The Uncanny Valley
What is the Uncanny Valley?
Conceived of by Japanese roboticist Masahiro Mori in 1970 to explain the psychological reaction to anthropomorphic robots, or more broadly, any human facsimile, the uncanny valley is a graph (below) that tracks human emotional responses to anthropomorphic machines or other humanoid figures.
Mori found that humans react positively to robots that approach human-like appearance, but there is a point where we see a steep dropoff – i.e. a negative emotional response – when robots or other human facsimiles look too human, but still not quite right. This dropoff is called the uncanny valley, the point at which robots stop being cool and start giving us the creeps. Think about it for a moment.

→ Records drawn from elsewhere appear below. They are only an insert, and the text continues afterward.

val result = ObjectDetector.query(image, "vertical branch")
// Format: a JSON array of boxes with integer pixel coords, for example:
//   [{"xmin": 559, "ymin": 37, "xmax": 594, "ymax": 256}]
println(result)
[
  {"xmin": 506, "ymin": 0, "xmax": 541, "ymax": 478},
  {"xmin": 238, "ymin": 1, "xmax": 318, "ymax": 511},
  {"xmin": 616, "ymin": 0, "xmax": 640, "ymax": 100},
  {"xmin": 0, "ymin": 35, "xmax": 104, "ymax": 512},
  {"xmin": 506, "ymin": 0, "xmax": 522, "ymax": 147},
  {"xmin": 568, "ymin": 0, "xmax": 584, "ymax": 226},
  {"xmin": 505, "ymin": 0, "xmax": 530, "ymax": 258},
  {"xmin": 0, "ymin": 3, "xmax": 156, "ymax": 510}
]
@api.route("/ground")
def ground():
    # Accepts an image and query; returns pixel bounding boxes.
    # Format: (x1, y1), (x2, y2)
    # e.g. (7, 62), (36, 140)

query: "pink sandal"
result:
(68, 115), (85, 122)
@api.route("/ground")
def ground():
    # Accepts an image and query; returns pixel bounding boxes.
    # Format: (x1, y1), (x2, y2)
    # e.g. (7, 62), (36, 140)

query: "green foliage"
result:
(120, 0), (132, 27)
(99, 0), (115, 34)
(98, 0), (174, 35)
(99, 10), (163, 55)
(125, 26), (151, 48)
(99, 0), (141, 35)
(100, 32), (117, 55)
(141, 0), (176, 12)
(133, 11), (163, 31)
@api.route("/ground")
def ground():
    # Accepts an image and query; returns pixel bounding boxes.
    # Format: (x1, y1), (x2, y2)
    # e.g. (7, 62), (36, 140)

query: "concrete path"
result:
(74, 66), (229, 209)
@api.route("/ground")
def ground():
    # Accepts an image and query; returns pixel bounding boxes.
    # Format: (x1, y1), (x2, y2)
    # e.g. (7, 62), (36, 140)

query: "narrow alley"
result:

It really bears out in experience, or at least in the media.
Mori uses the word “uncanny” based on Sigmund Freud’s elaboration on that concept in his essay “The Uncanny” (1919), which – among other things – attempts to explain the human aversion to dolls and the idea of mechanical beings. Or to put it more generally, “why we get creeped out by stuff.” He relates it to the “primitive” human tendency towards idol worship, taboos surrounding the dead, and the unconscious belief that inanimate things can come come to life.
His concept of the primitive is rather problematic, but his essay goes a long way in explaining the fascination with zombies, aliens, robots, and vampires in pop culture, for example. They are human-like, but not. We are both fascinated and horrified by beings that don’t easily fit into one category or other – dead / alive, human / machine, human / nonhuman, etc. Our brains are uncomfortable with this problem of categorization, and it gets more uncomfortable the further into the “valley” it descends.
My dissertation Die Mensch-Maschine: Technologies of Replication and Reproducation in German-Language Literature and Culture, 1770-2000 and a lot of my research since deals at least tangentially with the uncanny. I’ve even taught a course that examines the uncanny in literature, “Monsters, Madness, and Mechanical Men.” The uncanny also comes up a lot in reference to genre fiction and visual culture, so the concept relates to a lot of what I do here on this site. Occasionally I even mention the uncanny directly in my posts.